Re: Last gasp

Martijn van Oosterhout <kleptog@svana.org>

From: Martijn van Oosterhout <kleptog@svana.org>
To: Alvaro Herrera <alvherre@commandprompt.com>
Cc: Magnus Hagander <magnus@hagander.net>, Tom Lane <tgl@sss.pgh.pa.us>, Greg Smith <greg@2ndquadrant.com>, Robert Haas <robertmhaas@gmail.com>, Pg Hackers <pgsql-hackers@postgresql.org>
Date: 2012-04-12T22:02:37Z
Lists: pgsql-hackers
On Wed, Apr 11, 2012 at 12:00:39PM -0300, Alvaro Herrera wrote:
> remote in their main PG tree, and so changesets could be pulled into the
> same clone and cherry-picked into the master branch.

If you're talking about a way of using git to support reviewing, the
Gerrit tool has an interesting workflow.  Essentially anything you want
reviewed you push to a fake tag refs/for/master which always creates a
new branch.  As such you have a repository which contains every patch
ever submitted, but it simultaneously tracks the parents so you know
which version of the tree a patch was against.

In the case of Postgres each entry in the CF app would have its own tag
(say refs/cf/234) which would create a new patch for that entry.  In
the end accepted patches are cherry-picked onto the real tree.  But
because all patches are now in the same place you can build tooling
around it easier, like testing: does this patch cherry-pick cleanly or
is there a conflict.

No merge commits, just using git purely as patch storage.

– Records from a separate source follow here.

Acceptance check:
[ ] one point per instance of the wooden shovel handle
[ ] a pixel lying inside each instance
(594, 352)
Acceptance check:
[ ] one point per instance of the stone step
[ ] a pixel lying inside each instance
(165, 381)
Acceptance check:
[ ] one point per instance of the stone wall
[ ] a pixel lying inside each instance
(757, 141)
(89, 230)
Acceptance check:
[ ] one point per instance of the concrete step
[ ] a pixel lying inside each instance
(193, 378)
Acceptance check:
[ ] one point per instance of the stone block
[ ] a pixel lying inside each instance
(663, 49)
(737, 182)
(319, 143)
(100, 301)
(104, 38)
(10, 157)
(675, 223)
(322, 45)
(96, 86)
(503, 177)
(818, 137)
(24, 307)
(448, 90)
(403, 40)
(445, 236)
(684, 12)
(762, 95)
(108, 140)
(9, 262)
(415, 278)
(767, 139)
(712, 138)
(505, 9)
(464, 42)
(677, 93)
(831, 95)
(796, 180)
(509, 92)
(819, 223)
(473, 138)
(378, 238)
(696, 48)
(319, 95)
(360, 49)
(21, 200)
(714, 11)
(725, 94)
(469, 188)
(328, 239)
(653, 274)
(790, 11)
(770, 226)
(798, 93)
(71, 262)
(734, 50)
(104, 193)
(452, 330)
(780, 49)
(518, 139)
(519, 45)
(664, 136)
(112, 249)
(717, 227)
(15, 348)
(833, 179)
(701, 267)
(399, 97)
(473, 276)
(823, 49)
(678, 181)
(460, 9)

(Note to make this work it has a git server emulation which may or may
not be easy to do, but it's just a thought about workflow.)

Have a nice day,
-- 
Martijn van Oosterhout   <kleptog@svana.org>   http://svana.org/kleptog/
> He who writes carelessly confesses thereby at the very outset that he does
> not attach much importance to his own thoughts.